Non c’è cura. Non c’è comprensione. Non c’è nemmeno la possibilità di ricordare ciò che si è perso: un villaggio distrutto, un figlio morto sotto le bombe, un amore che il cervello rifiuta di richiamare.
La cura è amore che resiste anche nell’assenza
Eppure, la malattia racconta l’umano.
Lo ricorda, nel suo stesso oblio. Perché l’Alzheimer ci costringe a ripensare tutto.
Cos’è una persona, se non ricorda più chi è?
Cos’è l’identità, se si dissolve nella nebbia?
Cos’è la cura, se non può più restituire nulla?
Cos’è l’amore, se non è riconosciuto?
Chi accompagna un malato lungo il cammino dell’Alzheimer è uno dei testimoni più puri dell’amore incondizionato.
Un amore che resiste al tempo, anche quando il tempo non resiste più.
“C’è una poesia nascosta anche nella confusione,” afferma la geriatra Dra. Ana María González, che lavora nelle periferie di Bogotá.
“Quando una madre ti guarda e ti chiama con il nome di sua sorella, non è sbagliata: è solo lì dove si sente ancora al sicuro.”
Non bastano le giornate mondiali. Serve una rivoluzione culturale. Non bastano fondi. Non bastano campagne. Non bastano i fiocchi viola o i post sui social. Serve una rivoluzione culturale.
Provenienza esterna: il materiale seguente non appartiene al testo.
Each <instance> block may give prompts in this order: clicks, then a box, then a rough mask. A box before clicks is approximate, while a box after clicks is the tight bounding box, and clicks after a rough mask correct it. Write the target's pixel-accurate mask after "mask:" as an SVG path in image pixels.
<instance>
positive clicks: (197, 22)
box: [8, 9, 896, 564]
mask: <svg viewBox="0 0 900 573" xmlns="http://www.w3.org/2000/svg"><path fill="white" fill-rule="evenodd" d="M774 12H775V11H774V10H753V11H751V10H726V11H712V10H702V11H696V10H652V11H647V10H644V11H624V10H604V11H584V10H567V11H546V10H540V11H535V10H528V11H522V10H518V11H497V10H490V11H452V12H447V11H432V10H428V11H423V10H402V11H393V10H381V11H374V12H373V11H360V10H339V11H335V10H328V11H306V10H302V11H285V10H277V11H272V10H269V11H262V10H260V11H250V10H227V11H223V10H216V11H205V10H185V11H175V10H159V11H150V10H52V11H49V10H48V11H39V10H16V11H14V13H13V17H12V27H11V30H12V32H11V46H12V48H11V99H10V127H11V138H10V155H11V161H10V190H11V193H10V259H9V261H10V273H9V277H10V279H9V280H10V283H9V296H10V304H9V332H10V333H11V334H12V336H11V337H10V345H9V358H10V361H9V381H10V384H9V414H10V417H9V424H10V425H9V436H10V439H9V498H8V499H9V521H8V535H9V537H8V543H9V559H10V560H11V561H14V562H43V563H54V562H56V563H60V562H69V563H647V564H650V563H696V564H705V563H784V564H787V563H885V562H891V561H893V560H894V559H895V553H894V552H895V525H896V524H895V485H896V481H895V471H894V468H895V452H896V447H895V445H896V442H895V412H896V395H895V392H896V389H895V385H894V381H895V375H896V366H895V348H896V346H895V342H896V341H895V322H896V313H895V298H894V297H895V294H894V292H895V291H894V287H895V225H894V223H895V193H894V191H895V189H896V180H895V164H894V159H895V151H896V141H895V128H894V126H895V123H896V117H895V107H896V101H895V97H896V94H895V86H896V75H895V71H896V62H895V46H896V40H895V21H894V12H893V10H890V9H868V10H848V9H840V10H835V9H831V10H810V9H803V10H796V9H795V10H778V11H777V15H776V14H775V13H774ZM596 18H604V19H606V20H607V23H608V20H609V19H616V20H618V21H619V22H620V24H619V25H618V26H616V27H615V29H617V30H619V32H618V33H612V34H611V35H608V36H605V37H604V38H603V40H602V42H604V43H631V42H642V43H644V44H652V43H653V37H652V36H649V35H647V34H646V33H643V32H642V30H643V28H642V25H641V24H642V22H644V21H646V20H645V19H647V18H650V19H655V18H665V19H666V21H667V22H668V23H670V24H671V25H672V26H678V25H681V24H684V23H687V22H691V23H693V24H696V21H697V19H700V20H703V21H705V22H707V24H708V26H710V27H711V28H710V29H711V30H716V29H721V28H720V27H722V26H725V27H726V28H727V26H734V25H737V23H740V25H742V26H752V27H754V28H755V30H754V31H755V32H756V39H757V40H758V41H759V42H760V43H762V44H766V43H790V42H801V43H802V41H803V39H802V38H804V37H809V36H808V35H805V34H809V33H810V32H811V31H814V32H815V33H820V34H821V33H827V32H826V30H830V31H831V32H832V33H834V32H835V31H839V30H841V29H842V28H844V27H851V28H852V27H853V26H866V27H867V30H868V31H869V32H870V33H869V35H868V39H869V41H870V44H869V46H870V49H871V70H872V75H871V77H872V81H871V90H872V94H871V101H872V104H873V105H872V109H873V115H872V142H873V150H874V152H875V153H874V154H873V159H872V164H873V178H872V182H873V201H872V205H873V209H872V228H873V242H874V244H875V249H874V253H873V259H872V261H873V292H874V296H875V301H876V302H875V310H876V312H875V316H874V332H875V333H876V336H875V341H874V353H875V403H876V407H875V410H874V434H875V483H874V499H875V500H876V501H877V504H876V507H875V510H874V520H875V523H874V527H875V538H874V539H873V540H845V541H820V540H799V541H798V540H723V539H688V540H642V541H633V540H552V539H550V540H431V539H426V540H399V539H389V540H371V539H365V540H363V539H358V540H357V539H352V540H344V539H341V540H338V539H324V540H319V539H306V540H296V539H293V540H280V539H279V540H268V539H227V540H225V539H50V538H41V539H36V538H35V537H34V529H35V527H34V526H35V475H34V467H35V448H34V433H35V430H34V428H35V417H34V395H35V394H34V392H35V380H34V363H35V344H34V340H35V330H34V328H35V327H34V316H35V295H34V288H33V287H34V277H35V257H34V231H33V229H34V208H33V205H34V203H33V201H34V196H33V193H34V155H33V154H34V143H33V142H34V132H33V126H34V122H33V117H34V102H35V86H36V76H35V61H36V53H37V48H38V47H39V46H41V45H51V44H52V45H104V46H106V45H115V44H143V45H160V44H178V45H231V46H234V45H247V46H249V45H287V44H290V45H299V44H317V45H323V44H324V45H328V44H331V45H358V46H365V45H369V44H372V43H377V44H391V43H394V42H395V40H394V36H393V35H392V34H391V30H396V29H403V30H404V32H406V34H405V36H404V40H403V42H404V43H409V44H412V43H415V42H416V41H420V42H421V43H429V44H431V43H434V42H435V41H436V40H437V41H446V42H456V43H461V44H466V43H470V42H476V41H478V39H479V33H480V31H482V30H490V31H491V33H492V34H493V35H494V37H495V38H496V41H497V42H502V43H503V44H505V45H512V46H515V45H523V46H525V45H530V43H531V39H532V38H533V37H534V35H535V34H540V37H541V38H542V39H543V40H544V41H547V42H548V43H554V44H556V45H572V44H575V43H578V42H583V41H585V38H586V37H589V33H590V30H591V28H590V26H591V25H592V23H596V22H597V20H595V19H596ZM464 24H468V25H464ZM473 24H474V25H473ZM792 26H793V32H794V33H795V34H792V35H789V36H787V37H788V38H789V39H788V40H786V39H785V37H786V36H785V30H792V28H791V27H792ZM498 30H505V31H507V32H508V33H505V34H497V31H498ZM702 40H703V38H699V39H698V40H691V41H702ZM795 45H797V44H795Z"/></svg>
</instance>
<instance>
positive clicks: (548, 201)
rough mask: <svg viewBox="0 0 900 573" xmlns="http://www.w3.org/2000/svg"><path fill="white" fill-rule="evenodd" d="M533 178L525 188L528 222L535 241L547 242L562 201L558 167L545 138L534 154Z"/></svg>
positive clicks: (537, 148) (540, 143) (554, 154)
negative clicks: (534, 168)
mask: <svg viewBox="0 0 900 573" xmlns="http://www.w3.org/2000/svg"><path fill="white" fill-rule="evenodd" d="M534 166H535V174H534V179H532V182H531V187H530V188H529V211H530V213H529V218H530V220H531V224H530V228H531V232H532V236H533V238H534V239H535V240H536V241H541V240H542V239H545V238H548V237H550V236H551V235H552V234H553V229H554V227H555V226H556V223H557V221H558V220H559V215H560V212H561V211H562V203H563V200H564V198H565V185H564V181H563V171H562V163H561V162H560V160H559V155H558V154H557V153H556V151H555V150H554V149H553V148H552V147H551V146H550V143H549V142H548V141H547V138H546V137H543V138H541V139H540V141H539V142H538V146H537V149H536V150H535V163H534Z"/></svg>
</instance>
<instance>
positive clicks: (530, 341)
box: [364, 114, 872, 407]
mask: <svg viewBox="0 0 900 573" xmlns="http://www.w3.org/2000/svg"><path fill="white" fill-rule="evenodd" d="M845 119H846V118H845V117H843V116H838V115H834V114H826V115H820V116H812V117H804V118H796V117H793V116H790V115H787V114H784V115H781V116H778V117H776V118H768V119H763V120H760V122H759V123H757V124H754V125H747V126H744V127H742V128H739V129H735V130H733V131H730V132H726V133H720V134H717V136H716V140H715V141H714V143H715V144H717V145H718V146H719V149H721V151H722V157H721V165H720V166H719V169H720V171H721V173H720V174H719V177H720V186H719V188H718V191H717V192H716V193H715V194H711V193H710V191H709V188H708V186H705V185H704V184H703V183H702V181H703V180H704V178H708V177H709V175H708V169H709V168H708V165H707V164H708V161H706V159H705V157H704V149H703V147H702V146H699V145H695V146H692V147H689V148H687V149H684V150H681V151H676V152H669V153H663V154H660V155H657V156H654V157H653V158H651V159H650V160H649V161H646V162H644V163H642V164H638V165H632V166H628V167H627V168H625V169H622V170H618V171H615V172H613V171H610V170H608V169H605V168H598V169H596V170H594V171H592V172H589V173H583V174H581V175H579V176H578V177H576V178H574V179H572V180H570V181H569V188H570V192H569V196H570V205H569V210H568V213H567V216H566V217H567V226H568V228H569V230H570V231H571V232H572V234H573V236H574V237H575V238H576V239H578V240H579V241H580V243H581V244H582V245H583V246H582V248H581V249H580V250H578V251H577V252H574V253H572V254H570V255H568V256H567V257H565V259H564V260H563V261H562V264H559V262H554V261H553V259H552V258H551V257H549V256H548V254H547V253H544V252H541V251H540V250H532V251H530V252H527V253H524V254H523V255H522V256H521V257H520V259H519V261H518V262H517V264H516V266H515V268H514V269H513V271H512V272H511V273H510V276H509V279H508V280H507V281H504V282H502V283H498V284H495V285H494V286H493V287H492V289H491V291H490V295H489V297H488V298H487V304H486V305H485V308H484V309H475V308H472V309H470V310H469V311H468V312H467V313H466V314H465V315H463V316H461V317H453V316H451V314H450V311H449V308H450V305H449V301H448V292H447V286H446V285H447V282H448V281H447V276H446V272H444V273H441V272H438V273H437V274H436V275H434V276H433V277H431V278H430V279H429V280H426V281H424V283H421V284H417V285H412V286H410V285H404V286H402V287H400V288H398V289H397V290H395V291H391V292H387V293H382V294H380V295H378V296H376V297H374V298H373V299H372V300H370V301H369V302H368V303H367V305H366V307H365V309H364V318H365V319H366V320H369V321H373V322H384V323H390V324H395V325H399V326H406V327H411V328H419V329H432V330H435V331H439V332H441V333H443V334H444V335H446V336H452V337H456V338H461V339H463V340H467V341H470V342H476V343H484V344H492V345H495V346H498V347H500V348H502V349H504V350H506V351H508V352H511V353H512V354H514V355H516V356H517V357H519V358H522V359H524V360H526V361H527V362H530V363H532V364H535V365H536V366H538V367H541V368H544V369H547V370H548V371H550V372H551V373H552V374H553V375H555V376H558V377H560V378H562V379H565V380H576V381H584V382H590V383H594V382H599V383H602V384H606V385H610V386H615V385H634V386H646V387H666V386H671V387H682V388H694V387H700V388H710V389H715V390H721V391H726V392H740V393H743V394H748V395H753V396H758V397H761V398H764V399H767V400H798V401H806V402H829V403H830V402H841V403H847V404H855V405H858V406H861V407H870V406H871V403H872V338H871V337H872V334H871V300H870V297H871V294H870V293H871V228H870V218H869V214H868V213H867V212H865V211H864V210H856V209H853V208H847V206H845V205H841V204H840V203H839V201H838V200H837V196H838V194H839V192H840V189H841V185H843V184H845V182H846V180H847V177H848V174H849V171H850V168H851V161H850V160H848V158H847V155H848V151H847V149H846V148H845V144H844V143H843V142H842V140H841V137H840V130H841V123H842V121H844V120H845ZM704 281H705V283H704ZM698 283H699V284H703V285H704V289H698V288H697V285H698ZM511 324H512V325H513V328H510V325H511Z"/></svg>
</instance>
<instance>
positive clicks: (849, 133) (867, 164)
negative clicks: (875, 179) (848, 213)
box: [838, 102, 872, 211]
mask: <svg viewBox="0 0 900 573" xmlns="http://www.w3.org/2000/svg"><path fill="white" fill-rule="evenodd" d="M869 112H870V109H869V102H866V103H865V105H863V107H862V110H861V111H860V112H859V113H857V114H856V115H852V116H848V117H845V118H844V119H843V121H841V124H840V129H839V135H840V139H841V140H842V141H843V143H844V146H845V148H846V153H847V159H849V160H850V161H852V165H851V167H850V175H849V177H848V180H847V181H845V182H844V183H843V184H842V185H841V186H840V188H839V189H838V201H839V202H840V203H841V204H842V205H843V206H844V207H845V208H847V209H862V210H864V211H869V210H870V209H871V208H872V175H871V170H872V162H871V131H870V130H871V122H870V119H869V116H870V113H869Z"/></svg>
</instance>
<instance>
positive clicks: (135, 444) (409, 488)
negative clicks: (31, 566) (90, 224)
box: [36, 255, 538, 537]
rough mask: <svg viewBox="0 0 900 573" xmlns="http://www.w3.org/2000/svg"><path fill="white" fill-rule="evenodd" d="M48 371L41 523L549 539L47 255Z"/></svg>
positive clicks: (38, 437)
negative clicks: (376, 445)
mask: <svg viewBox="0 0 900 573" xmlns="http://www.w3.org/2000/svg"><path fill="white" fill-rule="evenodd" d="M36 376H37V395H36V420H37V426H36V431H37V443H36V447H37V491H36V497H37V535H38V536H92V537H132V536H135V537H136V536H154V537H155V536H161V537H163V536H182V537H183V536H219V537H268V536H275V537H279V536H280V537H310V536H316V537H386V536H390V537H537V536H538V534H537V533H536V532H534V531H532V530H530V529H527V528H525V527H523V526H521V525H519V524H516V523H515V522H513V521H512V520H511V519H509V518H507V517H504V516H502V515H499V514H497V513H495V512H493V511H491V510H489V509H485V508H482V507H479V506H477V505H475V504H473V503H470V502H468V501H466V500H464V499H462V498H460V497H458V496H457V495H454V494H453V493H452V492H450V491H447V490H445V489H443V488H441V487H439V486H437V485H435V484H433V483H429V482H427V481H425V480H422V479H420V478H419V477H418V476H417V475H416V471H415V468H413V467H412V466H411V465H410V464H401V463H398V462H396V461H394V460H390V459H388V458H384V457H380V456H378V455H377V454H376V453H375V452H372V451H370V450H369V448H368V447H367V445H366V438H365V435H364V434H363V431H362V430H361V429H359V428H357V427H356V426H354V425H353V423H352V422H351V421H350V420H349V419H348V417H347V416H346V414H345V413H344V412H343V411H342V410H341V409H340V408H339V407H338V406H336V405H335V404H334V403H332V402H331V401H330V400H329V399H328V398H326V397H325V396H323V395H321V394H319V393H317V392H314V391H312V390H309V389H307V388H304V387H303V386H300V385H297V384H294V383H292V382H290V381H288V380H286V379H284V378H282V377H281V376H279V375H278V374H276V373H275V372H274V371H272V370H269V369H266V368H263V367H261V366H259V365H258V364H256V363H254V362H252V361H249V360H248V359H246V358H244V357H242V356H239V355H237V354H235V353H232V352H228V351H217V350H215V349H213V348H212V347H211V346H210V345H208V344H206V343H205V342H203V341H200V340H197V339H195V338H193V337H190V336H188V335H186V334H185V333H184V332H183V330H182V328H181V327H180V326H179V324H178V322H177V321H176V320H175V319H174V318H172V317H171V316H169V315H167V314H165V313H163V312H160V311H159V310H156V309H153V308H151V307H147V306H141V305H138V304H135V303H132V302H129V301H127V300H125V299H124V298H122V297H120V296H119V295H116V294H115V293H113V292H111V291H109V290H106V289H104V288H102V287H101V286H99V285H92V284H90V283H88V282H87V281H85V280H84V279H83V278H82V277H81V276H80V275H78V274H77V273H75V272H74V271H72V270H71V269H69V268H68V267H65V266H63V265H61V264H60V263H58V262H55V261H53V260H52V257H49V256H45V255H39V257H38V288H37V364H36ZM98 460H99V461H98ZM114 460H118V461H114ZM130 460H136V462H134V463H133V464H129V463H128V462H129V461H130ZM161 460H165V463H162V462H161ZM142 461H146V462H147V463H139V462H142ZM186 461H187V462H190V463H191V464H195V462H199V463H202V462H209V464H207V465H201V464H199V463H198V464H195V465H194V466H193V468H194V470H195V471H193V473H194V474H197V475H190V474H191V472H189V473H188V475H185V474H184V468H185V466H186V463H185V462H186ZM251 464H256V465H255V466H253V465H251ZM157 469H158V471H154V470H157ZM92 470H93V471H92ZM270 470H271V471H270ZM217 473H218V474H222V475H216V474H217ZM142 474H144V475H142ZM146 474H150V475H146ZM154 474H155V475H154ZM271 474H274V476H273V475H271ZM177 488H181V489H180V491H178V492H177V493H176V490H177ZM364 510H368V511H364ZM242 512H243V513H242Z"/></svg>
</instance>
Dove la fragilità sia riconosciuta come parte essenziale dell’essere umano.
Dove la lentezza sia un tempo da abitare, non da fuggire.
Dove la cura non sia vista come debolezza, ma come forza collettiva.
Dove la memoria sia un diritto, non un lusso. E serve farlo ovunque: nei centri di assistenza avanzata del Nord Europa e nei villaggi di fango senza farmaci. Perché la dignità non può essere geografica. Non può dipendere da dove sei nato, o da quanto puoi pagare.
Perché l’Alzheimer ci riguarda tutti
Non è una malattia degli altri. Non è un destino lontano. È un’ipoteca sulla nostra umanità. In un mondo che dimentica i suoi anziani, i suoi poveri, i suoi malati…l’Alzheimer è la metafora crudele di ciò che stiamo diventando.
Ed è anche un avvertimento.
E allora oggi, 21 settembre, fermiamoci davvero. Guardiamo negli occhi chi non può più guardarci con lucidità. Stringiamo la mano a chi la stringe per riflesso, non per scelta.
Diamo voce a chi non può più parlare. E non per pietà. Ma per giustizia. Per verità. Perché la memoria di chi dimentica, oggi, la dobbiamo portare noi.
Con rispetto. Con forza. Con tenerezza.
E con la rabbia lucida di chi non accetta che la fragilità venga messa ai margini. Non più.
Nel silenzio della memoria, restiamo. Presenti. Fino all’ultimo ricordo.